An initiative that teaches local students about safe and not-safe touches will now offer education for parents.

The Children’s Advocacy Center of Northeastern Pennsylvania, which began delivering the Safe Touches program to second graders last school year, will start holding parent-focused child sexual abuse prevention workshops this winter.

“The ultimate goal is to reduce child sexual abuse,” said Michele Smith, lead Project Safe and Smart educator. “The more education we can get out there, the better.”

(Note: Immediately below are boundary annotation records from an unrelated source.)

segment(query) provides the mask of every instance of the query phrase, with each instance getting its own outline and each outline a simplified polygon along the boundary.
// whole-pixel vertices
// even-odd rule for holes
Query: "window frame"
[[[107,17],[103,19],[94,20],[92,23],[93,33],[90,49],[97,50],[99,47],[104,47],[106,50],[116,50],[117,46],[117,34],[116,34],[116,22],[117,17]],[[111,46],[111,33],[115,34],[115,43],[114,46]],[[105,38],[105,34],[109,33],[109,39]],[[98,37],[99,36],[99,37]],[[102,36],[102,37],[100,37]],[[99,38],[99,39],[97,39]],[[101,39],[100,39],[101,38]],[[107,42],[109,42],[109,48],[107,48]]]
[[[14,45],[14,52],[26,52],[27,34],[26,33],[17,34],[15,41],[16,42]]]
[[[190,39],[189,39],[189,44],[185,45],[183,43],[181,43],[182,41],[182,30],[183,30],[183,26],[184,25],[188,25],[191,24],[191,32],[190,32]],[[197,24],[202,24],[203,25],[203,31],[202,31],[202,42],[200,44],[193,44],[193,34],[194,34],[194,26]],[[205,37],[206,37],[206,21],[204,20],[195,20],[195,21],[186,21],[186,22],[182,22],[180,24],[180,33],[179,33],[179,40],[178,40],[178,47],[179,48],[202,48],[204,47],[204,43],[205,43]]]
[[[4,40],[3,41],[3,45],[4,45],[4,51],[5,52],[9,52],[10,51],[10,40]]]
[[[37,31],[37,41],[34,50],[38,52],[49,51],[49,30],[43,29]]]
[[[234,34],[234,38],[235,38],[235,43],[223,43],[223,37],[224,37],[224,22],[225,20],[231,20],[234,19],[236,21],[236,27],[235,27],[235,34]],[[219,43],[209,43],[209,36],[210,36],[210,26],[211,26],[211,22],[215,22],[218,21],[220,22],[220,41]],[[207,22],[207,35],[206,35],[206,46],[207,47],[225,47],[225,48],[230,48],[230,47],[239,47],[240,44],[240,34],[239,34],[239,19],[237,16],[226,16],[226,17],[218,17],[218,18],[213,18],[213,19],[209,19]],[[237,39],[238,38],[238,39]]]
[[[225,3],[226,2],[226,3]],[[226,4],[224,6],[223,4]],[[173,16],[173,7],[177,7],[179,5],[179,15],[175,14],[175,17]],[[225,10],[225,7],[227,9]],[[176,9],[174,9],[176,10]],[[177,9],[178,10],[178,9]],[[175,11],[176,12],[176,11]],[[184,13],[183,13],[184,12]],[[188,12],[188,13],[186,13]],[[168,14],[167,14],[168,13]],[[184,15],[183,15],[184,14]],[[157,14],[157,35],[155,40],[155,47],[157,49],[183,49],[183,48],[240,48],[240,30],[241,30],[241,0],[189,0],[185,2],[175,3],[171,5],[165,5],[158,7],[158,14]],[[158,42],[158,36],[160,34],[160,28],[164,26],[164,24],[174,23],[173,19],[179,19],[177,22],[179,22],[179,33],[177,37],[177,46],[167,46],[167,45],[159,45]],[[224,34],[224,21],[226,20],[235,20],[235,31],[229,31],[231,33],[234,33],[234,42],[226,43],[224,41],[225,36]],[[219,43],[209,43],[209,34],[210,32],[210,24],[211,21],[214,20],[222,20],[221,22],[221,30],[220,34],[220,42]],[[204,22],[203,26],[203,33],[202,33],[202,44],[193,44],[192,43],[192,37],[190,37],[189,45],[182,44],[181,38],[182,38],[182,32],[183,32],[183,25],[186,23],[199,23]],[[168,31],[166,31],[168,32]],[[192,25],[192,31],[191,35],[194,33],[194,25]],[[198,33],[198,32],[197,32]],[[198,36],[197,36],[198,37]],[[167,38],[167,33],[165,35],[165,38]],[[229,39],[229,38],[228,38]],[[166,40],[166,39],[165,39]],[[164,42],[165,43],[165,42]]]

The adult-only program, called Smarter Parents, Safer Kids, can be offered by schools or community groups. In the two-hour workshop, run by a trained facilitator, parents and caregivers learn:

Accurate information about healthy sexual development throughout childhood, as well as how to identify potentially problematic behavior.

Practical skills to promote open and honest parent-child communication, particularly surrounding sexual topics.

Strategies to help create protective environments for children, including at home, around others and online.

Safe Touches, developed by the New York Society for the Prevention of Cruelty to Children, is supported by the Pennsylvania Commission on Crime and Delinquency and is offered at no charge to schools.

A growing number of schools now offer the Safe Touches program, including Mid Valley, Scranton, Dunmore, Old Forge, North Pocono, the Howard Gardner Multiple Intelligence Charter School and the Scranton School for Deaf & Hard-of-Hearing Children. So far, the program has reached more than 700 children.

The 50-minute puppet-based workshop, presented in the classroom with teachers and counselors observing, provides children with evidence-based and developmentally appropriate content about body safety through different scenarios, answers children’s questions and manages potential abuse disclosures. Parents are given the opportunity to opt their children out of the program, and the facilitators do not address sexuality or sex education or name body parts.

Children learn that it is never their fault if a not-safe touch happens, and it is never too late to tell.

The parent workshops are kept small to help facilitate discussions. Parents are often uncomfortable and unsure how to respond to certain questions from their children, Smith said.

“The goal of this program is to help parents learn about typical child sexual development and how to talk to their child about certain subjects … and to reduce their child’s chance of being sexually abused or victimized,” Smith said.

Parents and caregivers who participate in the workshop will receive a handbook with information.

Mid Valley began offering the Safe Touches programs to students last year and will host its first parent workshop next week.

“I’m really excited about this parent component,” Principal Brian Kelly said. “It fits with our mindset of proactive, preventative information.”